In most studies, higher levels of AST and ALT were regarded as the reflection of liver damage [3, 10, 11]. Some studies also made use of the parameters such as alkaline phosphatase (ALP), total bilirubin, gamma-glutamyltransferase (GGT), and albumin [25, 26]. The present study used the AST and ALT values, which are serum transaminases commonly used in general literature, as liver damage findings. In this study, rather than a minimal transferase elevation, we considered an elevation of twice the upper limit of the normal reference range in AST and/or ALT a significant increase. In addition, common comorbid diseases during pregnancy such as preeclampsia were excluded from the study. Consequently, our reported rate of patients with elevated levels of liver enzymes is lower when compared to the literature.

In studies including pregnant patients with COVID-19, similar results for liver damage were reported when compared to the non-pregnant population [27]. In pregnant patients with liver damage, worse course of COVID-19 and poor pregnancy outcomes were observed [28, 29]. The most important adverse pregnancy outcome is the increased rate of preterm delivery.
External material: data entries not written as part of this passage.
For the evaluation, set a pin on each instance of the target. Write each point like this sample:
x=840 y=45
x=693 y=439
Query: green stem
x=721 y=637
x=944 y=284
According to the results of a current meta-analysis, the preterm delivery rate was reported to be 23% among pregnant women with COVID-19 [30]. Preterm delivery rate was reported to be more common among pregnant women with COVID-19 compared to the pregnant women with negative SARS-CoV-2 results [31]. To the best of our knowledge, there is no study in the literature investigating the rate of adverse pregnancy outcomes in SARS-CoV-2-positive pregnant women with elevated liver enzymes. Preterm delivery rates were higher both for the study and control groups in the present study. According to this data, we believe pregnant women with liver damage might be at greater risk of preterm delivery.
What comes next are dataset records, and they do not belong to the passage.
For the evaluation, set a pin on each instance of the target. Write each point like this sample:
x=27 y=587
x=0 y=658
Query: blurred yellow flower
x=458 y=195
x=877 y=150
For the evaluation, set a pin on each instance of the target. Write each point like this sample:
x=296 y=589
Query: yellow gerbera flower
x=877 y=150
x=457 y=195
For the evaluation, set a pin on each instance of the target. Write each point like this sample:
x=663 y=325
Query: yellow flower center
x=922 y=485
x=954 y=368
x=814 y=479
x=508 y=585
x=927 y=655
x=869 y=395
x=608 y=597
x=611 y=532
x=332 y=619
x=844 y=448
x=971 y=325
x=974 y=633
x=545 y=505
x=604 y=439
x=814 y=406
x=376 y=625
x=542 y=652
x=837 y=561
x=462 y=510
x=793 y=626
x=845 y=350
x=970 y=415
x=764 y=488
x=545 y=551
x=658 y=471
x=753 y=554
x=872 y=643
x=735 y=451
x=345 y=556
A mild course of COVID-19 and relatively favorable outcomes were reported for pregnant women with COVID-19 in the early months of the pandemic. However, recent studies indicated a worse course of COVID-19 and increased rates of complications among pregnant women with COVID-19. Especially the rates of mortality, admission to ICU, need for mechanical ventilation, and severe disease were higher in pregnant women with COVID-19 compared to the women with COVID-19 of similar ages [30, 32]. Although the two groups were similar with regard to adverse perinatal outcomes in the present study, higher rates of pregnancy complications and a worse course of the disease were observed for both groups compared to the findings of the previous studies including pregnant women with COVID-19.

Intrahepatic cholestasis of pregnancy is a multifactorial condition presented with normal/slightly elevated liver enzyme values [15, 16]. In the study group, both AST and ALT levels were significantly higher when compared to the group with only elevated liver enzymes. Considering the potential of increased poor perinatal outcomes women with ICP, early prediction of ICP among pregnant women with COVID-19 may help physicians to establish more effective management protocols.

Retrospective design and lack of information related to the delivery characteristics of some cases were the main limitations. Moreover, as FBA may be increased in patients with COVID-19, the diagnosis of ICP in the present study may not be optimal. Therefore, the readers may have concerns regarding the definite diagnosis of ICP. Furthermore, due to documentation restrictions, high number of emergency cesarean deliveries, and lack of consensus on the cesarean indications in this specific population, we could not present iatrogenic preterm delivery rates. On the other hand, the high number of participants and the assessment of the elevated liver enzymes’ impact on perinatal outcomes for the first time in the literature were the main strengths.

Conclusion

Elevated liver enzymes can be observed in pregnant women with COVID-19 with higher rates of preterm delivery compared to the previous literature. However, the diagnosis of ICP in addition to elevated liver enzymes seems to have no significant impact on the perinatal outcomes. Future studies conducted on larger populations are necessary to confirm these results.